New England Legal Foundation
- Company type: 501(c)(3)
- Founded: 1977
- Headquarters: 333 Washington Street, Suite 850 Boston, Massachusetts
- Area served: New England
- Website: newenglandlegal.org

= New England Legal Foundation =

Legal advocacy organization

The New England Legal Foundation (NELF) is an American not-for-profit legal foundation. NELF states that it challenges intrusions by governments and special interest groups which would interfere with the economic freedoms of U.S. citizens and business enterprises in New England and the nation. According to its website, its ongoing mission is to "champion individual economic liberties, traditional property rights, properly limited government, and balanced economic growth throughout the six state New England region."

==Mission==
The foundation's stated mission is "promoting public discourse on the proper role of free enterprise in American society and advancing free enterprise principles in the courtroom." The New England Legal Foundation is, as the name implies, a non-profit public interest law firm in New England whose purpose is to address policy and constitutional concerns related to free enterprise. Its mission is promoting public discourse on the proper role of free enterprise in our society and advancing free enterprise principles in the courtroom. NELF identifies as non-partisan, and is based on the premise that "while the free market should not be left entirely unregulated, it usually provides the greatest opportunity for the greatest number when left free from unwarranted intrusion."

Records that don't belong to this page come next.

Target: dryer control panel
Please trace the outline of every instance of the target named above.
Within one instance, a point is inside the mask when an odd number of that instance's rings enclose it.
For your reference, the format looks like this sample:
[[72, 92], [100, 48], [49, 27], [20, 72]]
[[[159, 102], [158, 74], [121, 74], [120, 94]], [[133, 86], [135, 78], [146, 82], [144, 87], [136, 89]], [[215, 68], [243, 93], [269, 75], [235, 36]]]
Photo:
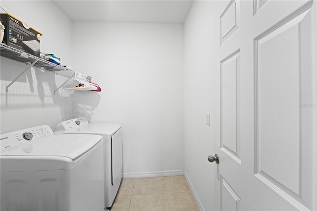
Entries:
[[39, 139], [53, 135], [49, 125], [41, 125], [0, 135], [0, 152], [34, 143]]
[[84, 117], [69, 119], [58, 124], [55, 128], [55, 133], [58, 133], [58, 131], [76, 130], [79, 128], [86, 127], [89, 124], [88, 120]]

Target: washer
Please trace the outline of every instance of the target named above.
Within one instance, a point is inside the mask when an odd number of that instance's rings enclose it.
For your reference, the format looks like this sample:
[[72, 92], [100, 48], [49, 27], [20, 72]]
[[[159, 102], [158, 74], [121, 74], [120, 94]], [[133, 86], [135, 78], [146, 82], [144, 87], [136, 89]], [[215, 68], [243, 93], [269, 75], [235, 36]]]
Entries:
[[42, 125], [1, 134], [0, 143], [1, 210], [104, 210], [102, 136]]
[[122, 178], [122, 138], [117, 124], [89, 123], [84, 117], [64, 121], [56, 126], [55, 134], [98, 134], [104, 137], [106, 168], [106, 208], [112, 205]]

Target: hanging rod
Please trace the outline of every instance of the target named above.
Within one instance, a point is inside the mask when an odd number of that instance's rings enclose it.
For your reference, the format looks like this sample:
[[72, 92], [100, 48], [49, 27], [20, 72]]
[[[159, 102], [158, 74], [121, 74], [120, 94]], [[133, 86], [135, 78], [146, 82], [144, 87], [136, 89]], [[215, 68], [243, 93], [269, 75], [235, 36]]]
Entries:
[[35, 63], [36, 62], [37, 62], [37, 60], [36, 60], [35, 61], [33, 61], [33, 63], [32, 63], [32, 64], [31, 64], [30, 65], [30, 66], [29, 66], [28, 67], [27, 67], [26, 68], [26, 69], [25, 69], [22, 72], [21, 72], [20, 75], [18, 75], [18, 76], [15, 78], [14, 79], [14, 80], [13, 80], [13, 81], [12, 81], [11, 82], [11, 83], [10, 83], [9, 84], [8, 84], [8, 85], [7, 86], [5, 87], [5, 92], [6, 93], [8, 93], [8, 89], [9, 87], [10, 87], [11, 86], [11, 85], [12, 85], [12, 84], [13, 83], [14, 83], [15, 82], [15, 81], [16, 81], [17, 80], [18, 78], [19, 78], [20, 77], [20, 76], [21, 76], [23, 73], [24, 73], [25, 72], [25, 71], [26, 71], [27, 70], [28, 70], [29, 69], [31, 68], [31, 67], [32, 67], [34, 64], [35, 64]]

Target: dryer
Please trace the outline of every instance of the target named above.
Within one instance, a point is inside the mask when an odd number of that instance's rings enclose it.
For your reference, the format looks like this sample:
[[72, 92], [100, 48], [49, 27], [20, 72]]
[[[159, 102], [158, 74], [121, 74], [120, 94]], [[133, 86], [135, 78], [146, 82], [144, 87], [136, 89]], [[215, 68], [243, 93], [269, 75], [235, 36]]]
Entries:
[[1, 134], [1, 210], [104, 210], [103, 137], [48, 125]]
[[106, 208], [110, 208], [122, 178], [123, 146], [121, 126], [118, 124], [89, 123], [84, 117], [64, 121], [56, 126], [55, 134], [98, 134], [104, 137], [106, 168]]

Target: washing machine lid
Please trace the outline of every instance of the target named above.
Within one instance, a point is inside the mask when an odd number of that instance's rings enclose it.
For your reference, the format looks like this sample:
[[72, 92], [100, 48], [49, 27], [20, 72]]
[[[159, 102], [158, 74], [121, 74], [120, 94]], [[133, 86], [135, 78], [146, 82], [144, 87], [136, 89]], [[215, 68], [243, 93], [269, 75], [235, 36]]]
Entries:
[[46, 125], [0, 134], [1, 172], [68, 169], [103, 144], [97, 135], [54, 135]]
[[1, 152], [1, 156], [59, 156], [75, 161], [102, 141], [94, 135], [60, 134], [42, 138], [34, 143]]
[[110, 139], [121, 128], [118, 124], [89, 123], [85, 117], [64, 121], [56, 126], [54, 133], [98, 134]]

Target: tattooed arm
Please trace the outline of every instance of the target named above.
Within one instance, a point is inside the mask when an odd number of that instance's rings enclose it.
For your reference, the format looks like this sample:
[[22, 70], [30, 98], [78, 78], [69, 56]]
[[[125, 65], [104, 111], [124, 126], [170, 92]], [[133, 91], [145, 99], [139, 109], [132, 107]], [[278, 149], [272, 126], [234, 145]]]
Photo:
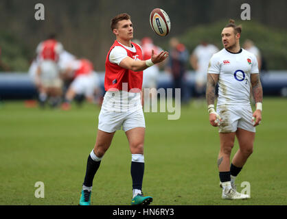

NELF does not charge attorney's fees for its legal services. Its operating funds are provided through tax-deductible contributions made by individuals, businesses, law firms, and private charitable foundations who believe in NELF's mission.

==Cases==
NELF states that it handles "precedent setting cases that involve business, financial and economic issues. The most common subject areas on its docket are government regulation, property rights, taxation and employment law." NELF challenges what it believes are "unwarranted government intrusion on the free market by seeking redress in the courts."

NELF states that it deals with cases that involve economic or commercial questions, and does not become involved in social issues. It selects cases based on their likelihood of creating precedent that will have policy and/or constitutional impact for the business community and society as a whole. NELF states that it selects cases in which it can "make policy, legislative history or empirical arguments which are not featured, or at least not emphasized, in the parties' briefs."